Cressy here has set out to write a different history of the reign of Charles I, and he succeeds on all counts: here is a view of that reign seen as much from the bottom up as from the top down, a long and sensitive analysis of the many ways the king and his people interacted (or didn't, in the case of the numerous urgent petitions Charles tended to dismiss, or the numerous letter-writers of dubious sanity who wanted either to save Charles from some imagined evil or else kill him and maybe marry his queen). More so than any book since C. V. Wedgwood's The King's Peace, Cressy’s paints a vividly panoramic picture of Stuart England and a richly thought-provoking look at the vital relationship at the heart of that kingdom (at least in London and its immediate environs):
The king of England was public property, even as he guarded his privacy and privileges. His subjects had an interest in the king's welfare, his actions, and his health, because kingship implicated everyone's security and wellbeing. Royal policies determined the course of peace or war. Crown appointments and royal patronage ramified across the commonwealth from the national to the local level. The king's religious preferences shaped the culture and practice of the church. His parliaments drew representatives from across the country and his taxes touched property-holders in their pockets. If the king died, his successor could alter the religion of the nation, involve England more actively in European conflict, and even raise the risk of foreign invasion. Subjects high and low took note of the king's movements as well as his policies, because royal activity affected everyday lives, security, and aspirations.
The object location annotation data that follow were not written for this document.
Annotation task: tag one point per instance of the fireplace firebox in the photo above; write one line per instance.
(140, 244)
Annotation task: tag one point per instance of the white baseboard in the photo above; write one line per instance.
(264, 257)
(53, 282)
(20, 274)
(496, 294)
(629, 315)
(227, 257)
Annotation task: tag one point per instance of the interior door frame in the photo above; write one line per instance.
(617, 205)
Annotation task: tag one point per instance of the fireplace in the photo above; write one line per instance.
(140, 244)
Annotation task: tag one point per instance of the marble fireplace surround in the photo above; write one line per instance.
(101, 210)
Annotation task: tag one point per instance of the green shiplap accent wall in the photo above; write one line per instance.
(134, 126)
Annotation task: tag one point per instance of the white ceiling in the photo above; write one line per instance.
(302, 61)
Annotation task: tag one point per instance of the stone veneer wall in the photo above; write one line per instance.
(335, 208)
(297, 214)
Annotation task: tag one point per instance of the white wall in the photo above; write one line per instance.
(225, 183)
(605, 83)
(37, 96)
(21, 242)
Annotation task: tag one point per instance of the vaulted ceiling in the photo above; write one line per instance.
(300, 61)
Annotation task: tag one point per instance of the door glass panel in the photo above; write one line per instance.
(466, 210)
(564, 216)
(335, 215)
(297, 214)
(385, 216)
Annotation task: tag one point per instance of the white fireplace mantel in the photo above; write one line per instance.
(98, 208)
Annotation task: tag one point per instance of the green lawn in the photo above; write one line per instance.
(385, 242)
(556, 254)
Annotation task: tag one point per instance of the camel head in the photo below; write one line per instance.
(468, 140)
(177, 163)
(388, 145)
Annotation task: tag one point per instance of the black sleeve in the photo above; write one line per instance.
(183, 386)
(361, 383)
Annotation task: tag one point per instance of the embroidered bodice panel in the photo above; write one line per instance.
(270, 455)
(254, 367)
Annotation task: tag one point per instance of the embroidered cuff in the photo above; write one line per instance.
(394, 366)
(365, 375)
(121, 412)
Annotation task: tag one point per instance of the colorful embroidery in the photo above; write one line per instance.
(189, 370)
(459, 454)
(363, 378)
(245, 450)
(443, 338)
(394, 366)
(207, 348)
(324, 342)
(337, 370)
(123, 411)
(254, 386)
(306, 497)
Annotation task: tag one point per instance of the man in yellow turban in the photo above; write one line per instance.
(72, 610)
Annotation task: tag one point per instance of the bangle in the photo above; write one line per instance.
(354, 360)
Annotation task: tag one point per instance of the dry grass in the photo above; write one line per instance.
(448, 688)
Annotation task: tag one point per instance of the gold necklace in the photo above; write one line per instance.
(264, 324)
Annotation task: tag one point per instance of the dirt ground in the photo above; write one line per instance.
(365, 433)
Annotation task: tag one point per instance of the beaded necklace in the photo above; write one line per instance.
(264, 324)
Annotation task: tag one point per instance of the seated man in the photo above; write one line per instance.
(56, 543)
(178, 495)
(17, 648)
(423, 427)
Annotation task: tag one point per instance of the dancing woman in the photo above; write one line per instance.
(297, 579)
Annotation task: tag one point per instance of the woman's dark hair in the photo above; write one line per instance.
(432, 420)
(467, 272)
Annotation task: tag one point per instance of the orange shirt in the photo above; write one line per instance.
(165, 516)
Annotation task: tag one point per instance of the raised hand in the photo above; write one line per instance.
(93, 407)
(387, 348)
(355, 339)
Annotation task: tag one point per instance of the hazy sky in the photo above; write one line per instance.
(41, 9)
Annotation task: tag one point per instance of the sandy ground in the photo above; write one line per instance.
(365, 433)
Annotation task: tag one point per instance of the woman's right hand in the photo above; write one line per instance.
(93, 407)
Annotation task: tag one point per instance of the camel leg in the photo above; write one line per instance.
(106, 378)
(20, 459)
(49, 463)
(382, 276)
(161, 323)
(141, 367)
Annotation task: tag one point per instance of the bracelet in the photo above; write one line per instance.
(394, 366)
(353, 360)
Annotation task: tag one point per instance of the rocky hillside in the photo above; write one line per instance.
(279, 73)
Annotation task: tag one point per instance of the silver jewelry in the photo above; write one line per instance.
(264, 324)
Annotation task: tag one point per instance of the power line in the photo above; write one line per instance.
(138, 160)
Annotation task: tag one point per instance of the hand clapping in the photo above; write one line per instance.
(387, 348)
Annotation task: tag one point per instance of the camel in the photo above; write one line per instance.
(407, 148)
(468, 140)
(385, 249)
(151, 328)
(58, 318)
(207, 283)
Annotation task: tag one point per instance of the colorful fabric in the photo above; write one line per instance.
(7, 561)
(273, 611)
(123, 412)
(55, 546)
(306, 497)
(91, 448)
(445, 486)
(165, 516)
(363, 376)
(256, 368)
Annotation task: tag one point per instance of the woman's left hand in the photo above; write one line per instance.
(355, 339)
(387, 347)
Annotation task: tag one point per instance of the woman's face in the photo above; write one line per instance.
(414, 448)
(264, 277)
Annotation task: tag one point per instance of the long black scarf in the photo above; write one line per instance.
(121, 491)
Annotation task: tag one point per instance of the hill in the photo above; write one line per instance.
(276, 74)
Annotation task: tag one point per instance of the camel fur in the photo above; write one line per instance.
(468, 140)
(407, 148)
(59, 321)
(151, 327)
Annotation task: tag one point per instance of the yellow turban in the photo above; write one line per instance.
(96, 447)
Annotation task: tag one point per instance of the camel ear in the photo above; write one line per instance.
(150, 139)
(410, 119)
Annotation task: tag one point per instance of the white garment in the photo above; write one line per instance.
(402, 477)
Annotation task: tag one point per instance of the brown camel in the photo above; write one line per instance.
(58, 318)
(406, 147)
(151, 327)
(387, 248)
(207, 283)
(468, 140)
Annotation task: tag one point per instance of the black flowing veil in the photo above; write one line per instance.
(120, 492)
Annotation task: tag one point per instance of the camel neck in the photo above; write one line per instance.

Cressy reminds his readers that in practice, it remains “a matter of style and taste, as well as judgement, how a king should exercise his kingship,” and Charles I & The People of England, grounded in a hundred pages of notes and sources (including, unfortunately, no less than thirteen of Cressy's own works in his Bibliography; historians really ought to drop this vaguely obscene vanity – a Bibliography is a list of older works cited in the researching of the present volume, and it's no more possible to consult a book you wrote yourself than it is for you to notarize your own will or act as your own corroborating eyewitness), gives the fullest and most enjoyable history of the particular “style” Charles chose to exercise.His choices along those lines did him few favors, as Cressy's masterful summing-up makes plain:
It is hard not to conclude that King Charles was the author of his own troubles. His haughtiness did not preserve him. Like any other monarch he had choices, room for discretion. There was no need for him to adhere so devotedly to the Duke of Buckingham in the early years of his reign, nor to rely so heavily on a coterie of nobles or a particular faction of the church. He would have been better served by a statesman of the calibre of a William or Robert Cecil, if he could find one. There was no need to make war against Spain and France, sequentially and simultaneously, and to launch operations for which resources and preparations were lacking. There was no need to pack the episcopal bench with hard-liners, or to reissue the Declaration of Sports with demands for strict compliance. There was no need to disrupt parish culture with the demands of ceremonial uniformity, or to impose a new prayer book on Scotland. The King did not need to frame every initiative as a test of authority, or every objection as refractoriness or malignancy. These were King Charles's own choices, and his kingdom was saddled with their repercussions.
As an anatomy of the dynamics of this particular king's rule, this book is a wonderful kind of counterpart to the late Kevin Sharpe's work The Personal Rule of Charles I. Students of the pivotal Stuart era shouldn't miss it.